Пятая авенида в районе перуанского посольства превратилась в запретную зону. Ее приходилось объезжать, то и дело останавливаясь у постов полиции, проверявшей документы. Возле нашего дома постоянно шныряли какие-то подозрительные личности: то ли кубинцы, пытавшиеся проникнуть в посольство несмотря на запрет, то ли полицейские, переодетые в гражданскую одежду. Сан Саныч строго-настрого запретил мне по вечерам выходить на улицу и вступать в разговоры с незнакомыми людьми.
Спустя пару недель по всем городам Кубы прошли манифестации, которые организовали комитеты защиты революции. Не мешало бы пояснить, что эта массовая организация действует в каждом городском квартале и в каждой деревне. В нее входит практически все взрослое население острова, кроме откровенных диссидентов. Не выйти на манифестацию означало бы не только проявить нелояльность к власти, но и солидарность с теми, кто занял перуанское посольство и никак не хотел его покидать. В газетах этих людей называли либо "гусанос", либо "эскОрия" - отбросы.

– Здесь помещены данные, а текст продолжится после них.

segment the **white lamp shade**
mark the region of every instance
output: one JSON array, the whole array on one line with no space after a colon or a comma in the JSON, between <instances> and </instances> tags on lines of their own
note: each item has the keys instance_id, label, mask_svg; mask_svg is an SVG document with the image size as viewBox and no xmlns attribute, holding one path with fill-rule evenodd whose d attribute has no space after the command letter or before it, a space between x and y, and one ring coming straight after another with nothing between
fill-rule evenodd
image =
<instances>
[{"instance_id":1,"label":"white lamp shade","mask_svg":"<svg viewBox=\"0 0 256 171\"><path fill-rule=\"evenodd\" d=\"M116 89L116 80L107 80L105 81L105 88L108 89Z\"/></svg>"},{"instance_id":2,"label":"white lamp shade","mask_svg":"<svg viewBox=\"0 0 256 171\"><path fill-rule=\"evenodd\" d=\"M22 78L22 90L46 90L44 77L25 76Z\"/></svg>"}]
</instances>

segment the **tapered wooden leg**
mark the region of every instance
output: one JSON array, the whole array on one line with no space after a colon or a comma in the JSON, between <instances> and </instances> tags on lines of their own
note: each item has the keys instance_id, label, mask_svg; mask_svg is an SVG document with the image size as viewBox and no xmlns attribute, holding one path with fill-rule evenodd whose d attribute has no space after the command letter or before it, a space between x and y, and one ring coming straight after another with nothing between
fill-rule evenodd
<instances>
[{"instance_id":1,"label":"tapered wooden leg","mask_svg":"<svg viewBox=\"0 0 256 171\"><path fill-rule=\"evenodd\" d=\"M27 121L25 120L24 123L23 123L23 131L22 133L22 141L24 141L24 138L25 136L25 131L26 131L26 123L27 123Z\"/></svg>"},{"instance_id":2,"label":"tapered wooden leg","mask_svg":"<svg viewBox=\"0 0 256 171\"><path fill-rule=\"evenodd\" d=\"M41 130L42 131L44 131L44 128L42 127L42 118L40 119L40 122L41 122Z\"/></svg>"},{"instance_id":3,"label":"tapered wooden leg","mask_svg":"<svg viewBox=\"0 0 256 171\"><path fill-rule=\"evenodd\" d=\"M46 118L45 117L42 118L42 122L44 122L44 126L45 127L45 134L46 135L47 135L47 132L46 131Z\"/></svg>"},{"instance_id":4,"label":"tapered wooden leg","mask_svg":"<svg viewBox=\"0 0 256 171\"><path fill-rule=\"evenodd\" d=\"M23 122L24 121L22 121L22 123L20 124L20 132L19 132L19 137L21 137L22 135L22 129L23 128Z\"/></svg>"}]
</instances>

Самая большая манифестация, естественно, прошла в Гаване. С раннего утра автобусы свозили народ со всех концов города в район пятой авениды, превратившейся в людское море. Манифестанты шли с плакатами, изображавшими червей и всевозможный мусор, и с лозунгами самого разного содержания. Мне больше всего запомнился лозунг "Посольство Перу похоже на Кайо-Крус". В гаванском пригороде Кайо-Крус расположена главная городская свалка.
Манифестация продолжалась несколько часов. Казалось, по пятой авениде прошло все население двухмиллионного города. Судя по нашему кварталу, в домах оставались только дети и немощные старики, не считая кошек и собак. Комитеты защиты революции даже заранее назначали специальных представителей, наблюдавших за опустевшими домами, чтобы ситуацией не воспользовались нечистые на руку люди.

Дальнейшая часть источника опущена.